To attract workers, these industries increase wages, offer more benefits, and entice with bonuses.  With a limited pool of available workers, the workers at the low-end of the wage chain - fast-food worker, nurse assistant, retail cashier and so on – are swept up by these higher wage jobs. That giant sucking sound employers hear are growing industries vacuuming up workers from every nook and cranny.


The effects are everywhere.  The AP story reports that logging equipment is sitting idle because the companies have no one to run it.  A shortage of lifeguards has forced the closing of some pools.  Hospitality workers at posh resorts are being asked to work longer because vacancies abound.  Once filled by foreign workers, this year there just weren’t enough.  This same story was heard over and over again from employers in the beach communities of New Jersey, Delaware, and Maryland.


On a local level, a mere microcosm of what is happening in other communities, this morning’s newspaper reported that the city school district’s director of human resource abruptly resigned to accept another job as supervisor of human resources for another district: a pay increase of over $14,000 for a lesser title.  In isolation this move may not be seen as a trend.  But this follows the resignation of the fourth superintendent in nine years plus a revolving door of principals, teachers and managers. Notwithstanding that this school district has a big problem, not unlike the revolving door in many businesses, the real problem runs deep.

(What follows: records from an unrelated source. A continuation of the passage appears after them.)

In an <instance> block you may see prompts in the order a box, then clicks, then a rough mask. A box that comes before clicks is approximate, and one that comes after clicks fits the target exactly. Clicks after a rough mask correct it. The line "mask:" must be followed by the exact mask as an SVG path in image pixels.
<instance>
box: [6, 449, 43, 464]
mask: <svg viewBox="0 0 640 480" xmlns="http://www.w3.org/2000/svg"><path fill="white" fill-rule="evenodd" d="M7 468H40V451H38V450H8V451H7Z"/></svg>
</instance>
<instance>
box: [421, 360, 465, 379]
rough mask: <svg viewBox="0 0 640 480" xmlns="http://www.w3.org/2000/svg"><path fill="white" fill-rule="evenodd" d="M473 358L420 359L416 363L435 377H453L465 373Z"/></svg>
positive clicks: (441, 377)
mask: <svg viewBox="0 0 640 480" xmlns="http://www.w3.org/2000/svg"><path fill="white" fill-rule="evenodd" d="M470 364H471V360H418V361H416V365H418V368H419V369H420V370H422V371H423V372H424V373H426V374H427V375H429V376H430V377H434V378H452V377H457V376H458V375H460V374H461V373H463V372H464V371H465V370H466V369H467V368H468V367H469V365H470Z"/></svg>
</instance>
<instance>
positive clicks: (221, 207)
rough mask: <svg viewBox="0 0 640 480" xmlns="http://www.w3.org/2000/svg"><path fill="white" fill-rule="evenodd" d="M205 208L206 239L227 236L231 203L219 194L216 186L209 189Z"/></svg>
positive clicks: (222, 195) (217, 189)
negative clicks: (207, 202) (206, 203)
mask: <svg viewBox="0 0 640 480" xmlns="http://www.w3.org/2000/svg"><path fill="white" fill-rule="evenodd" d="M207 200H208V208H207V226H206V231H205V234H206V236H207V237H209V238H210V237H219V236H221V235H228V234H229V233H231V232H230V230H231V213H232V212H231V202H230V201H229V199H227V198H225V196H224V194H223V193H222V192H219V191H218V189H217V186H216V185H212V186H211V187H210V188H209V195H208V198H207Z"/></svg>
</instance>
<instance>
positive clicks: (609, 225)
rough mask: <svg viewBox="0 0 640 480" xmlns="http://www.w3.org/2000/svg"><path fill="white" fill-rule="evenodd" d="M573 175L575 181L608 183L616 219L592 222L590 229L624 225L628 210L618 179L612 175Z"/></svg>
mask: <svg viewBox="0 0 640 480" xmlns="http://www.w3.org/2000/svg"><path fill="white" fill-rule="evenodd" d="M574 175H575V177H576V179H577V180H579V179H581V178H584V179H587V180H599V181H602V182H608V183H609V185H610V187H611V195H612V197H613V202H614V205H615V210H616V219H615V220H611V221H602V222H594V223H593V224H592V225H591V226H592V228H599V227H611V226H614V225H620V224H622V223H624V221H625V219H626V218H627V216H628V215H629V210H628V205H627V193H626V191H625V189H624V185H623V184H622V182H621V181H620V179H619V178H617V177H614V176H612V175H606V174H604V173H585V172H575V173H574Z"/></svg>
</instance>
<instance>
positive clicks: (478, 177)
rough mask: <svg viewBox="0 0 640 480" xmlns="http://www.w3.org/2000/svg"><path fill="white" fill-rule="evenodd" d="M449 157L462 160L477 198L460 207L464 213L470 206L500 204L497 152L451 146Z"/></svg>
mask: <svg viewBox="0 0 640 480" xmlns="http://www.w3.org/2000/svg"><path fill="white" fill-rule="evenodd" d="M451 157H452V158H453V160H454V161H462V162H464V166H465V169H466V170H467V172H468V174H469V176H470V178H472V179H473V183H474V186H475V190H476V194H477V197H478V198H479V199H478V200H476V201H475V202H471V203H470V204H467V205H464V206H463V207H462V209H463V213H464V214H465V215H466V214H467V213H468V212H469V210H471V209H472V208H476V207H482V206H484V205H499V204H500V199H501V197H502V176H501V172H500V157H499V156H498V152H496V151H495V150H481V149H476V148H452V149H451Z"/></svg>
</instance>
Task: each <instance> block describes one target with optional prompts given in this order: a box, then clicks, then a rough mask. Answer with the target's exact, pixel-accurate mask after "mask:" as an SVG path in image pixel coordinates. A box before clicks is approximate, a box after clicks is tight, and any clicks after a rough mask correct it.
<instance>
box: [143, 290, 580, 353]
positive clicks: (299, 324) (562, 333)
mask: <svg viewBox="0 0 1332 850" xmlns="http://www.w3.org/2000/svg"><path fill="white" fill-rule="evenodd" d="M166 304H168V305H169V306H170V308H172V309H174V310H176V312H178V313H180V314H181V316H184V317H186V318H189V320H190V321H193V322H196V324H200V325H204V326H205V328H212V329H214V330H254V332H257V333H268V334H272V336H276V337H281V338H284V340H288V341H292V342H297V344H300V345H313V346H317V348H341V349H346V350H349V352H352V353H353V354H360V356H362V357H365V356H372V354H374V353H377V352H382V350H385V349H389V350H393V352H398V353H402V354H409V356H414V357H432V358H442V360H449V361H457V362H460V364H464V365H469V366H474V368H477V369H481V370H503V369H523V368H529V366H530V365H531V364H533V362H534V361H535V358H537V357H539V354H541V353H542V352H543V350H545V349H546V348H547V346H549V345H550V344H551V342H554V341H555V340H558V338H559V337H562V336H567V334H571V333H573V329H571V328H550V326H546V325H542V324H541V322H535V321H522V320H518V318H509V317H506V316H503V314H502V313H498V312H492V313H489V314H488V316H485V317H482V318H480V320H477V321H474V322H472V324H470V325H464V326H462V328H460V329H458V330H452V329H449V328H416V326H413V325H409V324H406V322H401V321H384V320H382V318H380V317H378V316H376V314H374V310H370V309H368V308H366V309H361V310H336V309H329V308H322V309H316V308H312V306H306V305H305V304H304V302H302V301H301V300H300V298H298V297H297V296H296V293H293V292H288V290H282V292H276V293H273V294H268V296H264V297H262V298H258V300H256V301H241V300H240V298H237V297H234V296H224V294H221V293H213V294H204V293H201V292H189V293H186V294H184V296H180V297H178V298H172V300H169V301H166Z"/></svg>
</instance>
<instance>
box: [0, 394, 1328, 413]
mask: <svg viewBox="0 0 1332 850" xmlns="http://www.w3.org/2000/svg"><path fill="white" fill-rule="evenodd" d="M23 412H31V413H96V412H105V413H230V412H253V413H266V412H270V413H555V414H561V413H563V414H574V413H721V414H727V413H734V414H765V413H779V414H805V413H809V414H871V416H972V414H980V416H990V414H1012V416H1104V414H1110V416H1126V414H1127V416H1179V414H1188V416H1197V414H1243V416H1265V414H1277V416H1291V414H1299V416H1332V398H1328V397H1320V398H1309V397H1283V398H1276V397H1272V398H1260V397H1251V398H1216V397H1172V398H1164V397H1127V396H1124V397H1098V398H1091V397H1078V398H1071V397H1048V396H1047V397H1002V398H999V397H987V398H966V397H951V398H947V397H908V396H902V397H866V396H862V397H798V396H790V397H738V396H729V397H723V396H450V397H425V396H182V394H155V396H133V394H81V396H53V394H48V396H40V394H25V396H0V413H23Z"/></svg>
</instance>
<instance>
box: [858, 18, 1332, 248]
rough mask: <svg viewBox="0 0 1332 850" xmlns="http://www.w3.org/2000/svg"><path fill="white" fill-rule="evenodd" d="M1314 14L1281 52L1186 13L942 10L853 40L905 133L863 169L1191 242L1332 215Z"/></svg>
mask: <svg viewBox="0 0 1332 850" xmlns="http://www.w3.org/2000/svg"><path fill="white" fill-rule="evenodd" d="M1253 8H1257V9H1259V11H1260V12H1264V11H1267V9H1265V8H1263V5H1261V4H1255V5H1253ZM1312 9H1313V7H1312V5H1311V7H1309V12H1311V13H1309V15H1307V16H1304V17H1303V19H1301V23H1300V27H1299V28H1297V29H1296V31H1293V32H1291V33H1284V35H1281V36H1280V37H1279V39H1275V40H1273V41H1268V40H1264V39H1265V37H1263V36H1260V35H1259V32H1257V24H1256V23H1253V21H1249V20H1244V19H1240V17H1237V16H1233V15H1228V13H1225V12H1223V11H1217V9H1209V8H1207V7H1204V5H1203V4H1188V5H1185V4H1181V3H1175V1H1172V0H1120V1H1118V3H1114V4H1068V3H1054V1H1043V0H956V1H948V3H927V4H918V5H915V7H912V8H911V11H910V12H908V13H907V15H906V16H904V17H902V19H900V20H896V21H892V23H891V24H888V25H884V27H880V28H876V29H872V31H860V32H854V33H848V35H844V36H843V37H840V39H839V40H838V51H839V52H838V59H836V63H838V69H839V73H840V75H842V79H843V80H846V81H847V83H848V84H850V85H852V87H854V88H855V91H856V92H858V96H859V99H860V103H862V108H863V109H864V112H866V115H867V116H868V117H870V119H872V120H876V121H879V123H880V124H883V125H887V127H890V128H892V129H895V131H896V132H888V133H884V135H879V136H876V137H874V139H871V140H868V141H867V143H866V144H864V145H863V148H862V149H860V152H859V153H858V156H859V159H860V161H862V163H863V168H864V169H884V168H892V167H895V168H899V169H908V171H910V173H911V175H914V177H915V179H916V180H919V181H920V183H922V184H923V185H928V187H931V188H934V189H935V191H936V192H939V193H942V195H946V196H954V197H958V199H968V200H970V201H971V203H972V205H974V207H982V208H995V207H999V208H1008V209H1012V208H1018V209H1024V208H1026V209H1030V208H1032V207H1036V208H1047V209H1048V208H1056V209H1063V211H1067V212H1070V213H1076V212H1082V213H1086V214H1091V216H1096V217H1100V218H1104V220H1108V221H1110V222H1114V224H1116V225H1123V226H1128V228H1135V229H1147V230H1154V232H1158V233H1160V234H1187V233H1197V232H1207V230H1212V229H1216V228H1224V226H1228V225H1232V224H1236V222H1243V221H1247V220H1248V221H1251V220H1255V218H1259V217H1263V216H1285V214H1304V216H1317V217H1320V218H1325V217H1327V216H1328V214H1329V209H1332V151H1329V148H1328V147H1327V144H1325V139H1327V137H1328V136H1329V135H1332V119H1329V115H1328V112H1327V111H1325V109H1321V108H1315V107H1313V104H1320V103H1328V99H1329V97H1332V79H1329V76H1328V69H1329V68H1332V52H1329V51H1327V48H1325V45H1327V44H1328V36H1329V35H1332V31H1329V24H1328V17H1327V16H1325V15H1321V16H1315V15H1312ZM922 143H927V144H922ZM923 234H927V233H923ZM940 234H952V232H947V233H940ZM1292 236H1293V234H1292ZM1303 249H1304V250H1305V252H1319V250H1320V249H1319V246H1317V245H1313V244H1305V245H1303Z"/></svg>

Skilled workers have options and they are exercising them. The fact that so many workers are begin recruited away means only one thing – other employers have openings and they are willing to offer opportunity and money to get them. And unlike the late 1990s when the worker vacuum was located over the U.S., it is now one-big global sucker.  Booming economies like India and China are beginning to share stories about skilled workers shortages.   


The skilled worker squeeze is on. Workers qualified to fill higher wage jobs are in the cat-bird seat. As a result lesser skilled and/or experienced workers have more options. In today’s market they too are unwilling to accept jobs with low wages.


Do you know where your next workers are coming from?